Firstly, the European Chemicals Agency (ECHA) classifies SLS as:

“harmful if swallowed, causes serious eye damage, is harmful to aquatic life with long lasting effects, is a flammable solid, is harmful if inhaled, causes skin irritation and may cause respiratory irritation.”

Secondly, it is likely that SLS contain inexpensive palm or coconut oil. Palm oil is a controversial ingredient as its cultivation cause environmental destruction, animal extinction and serious health concerns for the people working and living in the vicinity.

Unfortunately, it is normally not possible to check what kind of oil is used by just looking at the list of ingredients. Consequently, our Ingredient Scanner classifies this as contamination as it is “hidden” within the ingredient.
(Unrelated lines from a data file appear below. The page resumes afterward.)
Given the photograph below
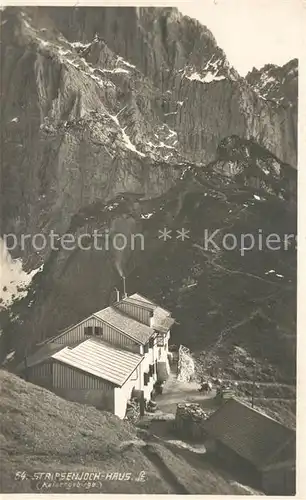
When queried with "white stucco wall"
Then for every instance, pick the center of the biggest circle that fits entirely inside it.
(123, 394)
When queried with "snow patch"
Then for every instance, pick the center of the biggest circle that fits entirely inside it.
(208, 78)
(14, 280)
(80, 45)
(123, 61)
Preferably, it is stated on the product or in the product description if it is “palm oil-free” (or contain organically sourced oil). And if you can not find it, you can choose from two options:

  1. Assume that the product contains palm oil. Marketers know that a “free of”-stamp is powerful and will likely drive more sales and will, therefore, add it whenever and wherever it is possible.
  2. Ask the manufacturer, call or email, or go to their website to find out how they source their ingredients.

Thirdly, sodium lauryl sulfate chemical formula makes it a harsh cleansing agent in cosmetic* products. For many, it is much too aggressive.

In fact, all products containing sulfates are known to be very effective cosmetic cleansers. It does not only remove dirt but is also liley to strip body, skin, and scalp of its natural essential oils.

Is sodium lauryl sulfate bad for hair?

Yes. By cleaning so aggressively sodium lauryl sulfate shampoo damages hair, makes hair dry and also strips color of colored hair faster.

Is sodium lauryl sulfate bad for your skin?

Yes. Apart from making skin unnecessary dry, the ingredients are also known for causing skin, scalp and eye irritation.

Therefore, even if you can handle products containing SLS on your skin, it is advisable to switch to a milder alternative. Mainly to avoid developing sodium lauryl sulfate allergy or irritation later.

Sodium lauryl sulfate vs. Sodium laureth sulfate – what is the difference?

As we now know, SLS can be a harsh ingredient. So what the chemists did, to make it less irritatingand aggresive, was to add another chemical called ethylene oxide to SLS. This process is called ethoxylation.

In this process, sodium lauryl sulfate (SLS) becomes sodium laureth sulfate (SLES).

However, while the ethoxylation makes the chemical, in this case SLS, milder it also leaves trace amounts of the toxic ethylene oxide. The ethoxylation also creates another toxic by-product, the chemical 1,4- dioxane. Both by-product chemicals are carcinogenic.

So while SLES is milder and less aggressive than SLS in the instant that you are using a product that contains it, in the long term, it can cause more serious adverse effects.

Sodium dodecyl sulfate uses

Sodium lauryl sulfate (SLS), or sodium dodecyl sulfate (SDS), can be found in higher concentrations in laundry and cleaning products as it is effective for removing oil.

In cosmetics it is a popular chemical for manufacturers as it is cheap to produce and works as a:

  • Foaming agent – lathers.
  • Surfactant agent – lowers the surface tension of the cosmetic and helps with even distribution of the product.
  • Thickening agent – increase the viscosity.

Sodium dodecyl sulfate products

You can find SLS / SDS in all kinds of cosmetic and household products, including:

  • Facial cleansers
  • Shampoo
  • Liquid detergents
  • Bubble bath products
  • Dish soaps
  • Toilet cleaners
  • Toothpaste
  • Shaving creams

Our advice,

When you can, always try to avoid SLS and all other sulfates in the products you buy. If you find a product, for example, labeled “sodium lauryl sulfate free shampoo” or “sodium lauryl sulfate free toothpaste”, read the ingredients list anyways.

As we now know, there are sulfates or other names for the same ingredients, including sodium dodecyl sulfate (SDS) and sodium coco sulfate (SCS), that share the same or similar effects that might have replaced the SLS because of its bad reputation.

We use the European Commissions definition of Cosmetics:
“Cosmetics range from everyday hygiene products such as soap, shampoo, deodorant, and toothpaste to luxury beauty items including perfumes and makeup”.